Yes, Ryerson has a Fortnite team. And yes, they’re off to a good start.

While many students don’t know what Esports are, or that Ryerson Esports athletes compete against universities all over North America, Ryerson’s Fortnite team is one of the best in the league right now.

For those of you who don’t know, Fortnite is an online video game in which 100 players fight in player-versus-player combat. The last one standing is declared the winner.

Ryerson has six Fortnite teams in the Collegiate Starleague. All three of the starting squads compete in regular season, tournaments and regional events. The three other squads practice on their own and compete in separate tournaments.

 
Ryerson Esports players are the only university athletes able to make money in competitions, with a $42,000 total prize pool up for grabs in Fortnite

 

“I decided to make them tournament teams, so that they would have the opportunity to play, and possibly make the starting team next year,” said Joshua Bateni, Ryerson’s Fortnite manager and a second-year chemistry student.

Only 12 players were picked for the roster out of the 50 who tried out. From there, six teams of two are made based on how well they play with each other. Each team, known as Squads, plays once a week.

Ryerson’s starting teams play in two different divisions in North 4 and North 3. These divisions aren’t based on rank or difficulty.
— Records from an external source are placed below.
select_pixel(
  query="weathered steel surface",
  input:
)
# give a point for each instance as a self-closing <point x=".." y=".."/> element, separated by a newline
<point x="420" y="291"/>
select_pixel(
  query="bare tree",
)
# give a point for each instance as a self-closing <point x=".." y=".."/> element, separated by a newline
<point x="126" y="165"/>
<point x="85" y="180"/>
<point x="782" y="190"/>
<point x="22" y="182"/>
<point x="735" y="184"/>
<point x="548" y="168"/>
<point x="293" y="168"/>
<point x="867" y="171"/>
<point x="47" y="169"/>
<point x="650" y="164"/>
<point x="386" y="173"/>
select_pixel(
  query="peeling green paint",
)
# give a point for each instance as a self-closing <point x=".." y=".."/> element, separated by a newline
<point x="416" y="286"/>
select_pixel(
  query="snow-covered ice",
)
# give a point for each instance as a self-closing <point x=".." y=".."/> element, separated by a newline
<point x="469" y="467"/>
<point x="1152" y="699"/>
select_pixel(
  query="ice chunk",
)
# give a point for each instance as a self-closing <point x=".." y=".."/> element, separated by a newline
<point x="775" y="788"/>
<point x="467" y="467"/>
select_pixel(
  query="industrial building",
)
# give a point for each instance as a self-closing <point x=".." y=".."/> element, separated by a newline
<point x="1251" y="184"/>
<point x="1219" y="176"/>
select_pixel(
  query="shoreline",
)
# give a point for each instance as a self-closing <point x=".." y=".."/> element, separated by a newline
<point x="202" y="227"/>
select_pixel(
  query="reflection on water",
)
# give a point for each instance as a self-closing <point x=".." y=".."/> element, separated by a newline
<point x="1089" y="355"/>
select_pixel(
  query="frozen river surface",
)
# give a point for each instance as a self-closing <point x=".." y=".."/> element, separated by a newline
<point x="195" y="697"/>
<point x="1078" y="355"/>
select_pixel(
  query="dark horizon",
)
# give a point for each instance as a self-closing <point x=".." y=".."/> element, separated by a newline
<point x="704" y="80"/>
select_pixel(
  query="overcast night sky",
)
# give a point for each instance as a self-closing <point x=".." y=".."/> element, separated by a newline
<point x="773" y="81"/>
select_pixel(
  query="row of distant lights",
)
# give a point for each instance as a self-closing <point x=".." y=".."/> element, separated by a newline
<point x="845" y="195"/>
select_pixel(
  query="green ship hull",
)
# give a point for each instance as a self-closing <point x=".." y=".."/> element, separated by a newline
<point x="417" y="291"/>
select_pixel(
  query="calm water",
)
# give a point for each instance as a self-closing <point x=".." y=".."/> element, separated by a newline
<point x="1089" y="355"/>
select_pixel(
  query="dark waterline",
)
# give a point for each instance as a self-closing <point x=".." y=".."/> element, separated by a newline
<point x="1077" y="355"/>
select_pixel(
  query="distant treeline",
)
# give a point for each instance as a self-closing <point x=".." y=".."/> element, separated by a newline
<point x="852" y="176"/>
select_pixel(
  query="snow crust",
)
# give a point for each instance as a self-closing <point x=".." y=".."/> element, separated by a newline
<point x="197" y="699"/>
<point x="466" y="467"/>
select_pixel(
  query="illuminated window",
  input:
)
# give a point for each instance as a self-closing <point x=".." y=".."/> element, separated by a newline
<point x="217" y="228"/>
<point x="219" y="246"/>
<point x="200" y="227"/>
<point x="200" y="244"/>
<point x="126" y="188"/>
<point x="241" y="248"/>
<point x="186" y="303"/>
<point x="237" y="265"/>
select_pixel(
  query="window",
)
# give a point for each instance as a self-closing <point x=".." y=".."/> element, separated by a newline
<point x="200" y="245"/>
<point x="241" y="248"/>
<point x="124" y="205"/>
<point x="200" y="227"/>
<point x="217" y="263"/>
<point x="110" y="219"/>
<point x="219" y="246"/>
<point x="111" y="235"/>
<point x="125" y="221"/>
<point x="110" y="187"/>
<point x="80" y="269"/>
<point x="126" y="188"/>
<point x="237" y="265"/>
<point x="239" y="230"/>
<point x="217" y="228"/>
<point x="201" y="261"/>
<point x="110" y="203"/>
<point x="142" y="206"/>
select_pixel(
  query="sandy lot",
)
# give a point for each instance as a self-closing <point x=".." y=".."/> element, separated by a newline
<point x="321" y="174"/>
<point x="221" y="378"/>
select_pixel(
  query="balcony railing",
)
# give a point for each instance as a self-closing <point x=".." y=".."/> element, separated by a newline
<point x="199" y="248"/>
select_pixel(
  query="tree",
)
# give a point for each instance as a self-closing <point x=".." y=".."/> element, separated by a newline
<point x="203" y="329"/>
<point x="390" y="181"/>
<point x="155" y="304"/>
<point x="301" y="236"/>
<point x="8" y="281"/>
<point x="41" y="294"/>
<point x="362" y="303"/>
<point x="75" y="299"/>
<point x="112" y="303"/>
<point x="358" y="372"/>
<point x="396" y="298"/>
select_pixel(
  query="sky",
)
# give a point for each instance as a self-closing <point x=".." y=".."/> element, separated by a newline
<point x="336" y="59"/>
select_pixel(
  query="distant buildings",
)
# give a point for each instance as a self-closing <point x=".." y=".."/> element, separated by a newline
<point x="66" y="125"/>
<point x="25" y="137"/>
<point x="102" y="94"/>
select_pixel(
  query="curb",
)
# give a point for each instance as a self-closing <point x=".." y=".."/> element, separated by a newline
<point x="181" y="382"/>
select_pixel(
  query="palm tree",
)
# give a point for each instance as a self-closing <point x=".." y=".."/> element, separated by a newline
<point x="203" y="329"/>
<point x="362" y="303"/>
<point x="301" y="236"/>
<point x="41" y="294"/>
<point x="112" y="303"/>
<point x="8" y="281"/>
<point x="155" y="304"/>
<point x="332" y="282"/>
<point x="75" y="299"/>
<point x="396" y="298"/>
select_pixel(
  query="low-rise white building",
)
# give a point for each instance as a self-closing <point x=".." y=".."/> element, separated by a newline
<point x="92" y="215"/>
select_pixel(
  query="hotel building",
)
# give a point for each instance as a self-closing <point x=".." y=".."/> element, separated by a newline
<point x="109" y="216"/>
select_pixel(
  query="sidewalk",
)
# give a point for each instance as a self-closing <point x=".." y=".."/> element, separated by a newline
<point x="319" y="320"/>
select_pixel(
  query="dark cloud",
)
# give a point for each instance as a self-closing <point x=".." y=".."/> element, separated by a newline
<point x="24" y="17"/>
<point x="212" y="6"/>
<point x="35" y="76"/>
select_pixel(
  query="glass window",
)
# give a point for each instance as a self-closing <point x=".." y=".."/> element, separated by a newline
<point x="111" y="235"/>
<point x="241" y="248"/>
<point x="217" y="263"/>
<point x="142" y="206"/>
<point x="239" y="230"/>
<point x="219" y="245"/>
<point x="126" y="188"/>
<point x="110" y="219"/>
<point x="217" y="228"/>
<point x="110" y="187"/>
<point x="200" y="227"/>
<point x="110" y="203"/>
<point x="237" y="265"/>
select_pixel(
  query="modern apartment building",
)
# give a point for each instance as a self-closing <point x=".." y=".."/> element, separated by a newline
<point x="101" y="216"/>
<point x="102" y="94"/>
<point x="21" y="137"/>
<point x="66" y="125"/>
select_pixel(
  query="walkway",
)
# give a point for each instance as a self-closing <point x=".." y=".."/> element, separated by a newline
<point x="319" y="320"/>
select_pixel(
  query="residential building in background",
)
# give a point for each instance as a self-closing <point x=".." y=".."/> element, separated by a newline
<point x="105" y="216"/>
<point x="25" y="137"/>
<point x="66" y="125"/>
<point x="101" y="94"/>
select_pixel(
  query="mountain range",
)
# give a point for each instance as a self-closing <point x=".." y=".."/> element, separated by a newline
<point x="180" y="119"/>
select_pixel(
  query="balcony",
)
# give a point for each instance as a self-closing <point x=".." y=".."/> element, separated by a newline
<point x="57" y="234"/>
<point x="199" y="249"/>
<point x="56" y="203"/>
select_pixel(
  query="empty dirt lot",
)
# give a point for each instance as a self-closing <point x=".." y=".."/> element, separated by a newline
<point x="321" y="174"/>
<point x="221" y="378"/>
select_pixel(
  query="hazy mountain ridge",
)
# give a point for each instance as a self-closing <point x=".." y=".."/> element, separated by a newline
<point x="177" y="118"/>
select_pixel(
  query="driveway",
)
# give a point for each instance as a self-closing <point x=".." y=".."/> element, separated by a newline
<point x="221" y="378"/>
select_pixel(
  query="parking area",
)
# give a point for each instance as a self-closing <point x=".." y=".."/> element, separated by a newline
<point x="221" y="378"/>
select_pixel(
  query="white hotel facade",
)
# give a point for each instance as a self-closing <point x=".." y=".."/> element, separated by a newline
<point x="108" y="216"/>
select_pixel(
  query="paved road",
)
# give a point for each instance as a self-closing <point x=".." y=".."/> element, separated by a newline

Squad A in North 4 is currently third in North America, Squad B in North 3 is fifth, and Squad C in North 3 is first in the regular season. For the most part, the teams have started out strong—Squad C is 2-0, Squad B is 1-1 and Squad A is 2-0.

There are three ways to make it to the finals. The teams need to either make it to the top four teams in the one-day tournaments, go top four in their regional local area network (LAN) events, or make the top eight teams in the playoffs at the end of the regular, year-long season.

“It’s a really good group of guys. We’re always bantering with each other,” said Daniel Huynh, a Squad A player and third-year occupational health and safety student. “It’s a good atmosphere to play with.”

Ryerson Esports players are the only university athletes able to make money in competitions, with a $42,000 total prize pool up for grabs in Fortnite. One of the all-star players, Armada Kiwiface, won $25,000 this week playing professionally, and just touched down in Los Angeles to compete at TwitchCon’s Fall Skirmish Tournament this weekend.

“He was someone that we really kept an eye on,” said Joseph Raimondo, fourth-year RTA sport media student and President of Ryerson Esports.

The team will play in their third tournament of the season on Nov. 3.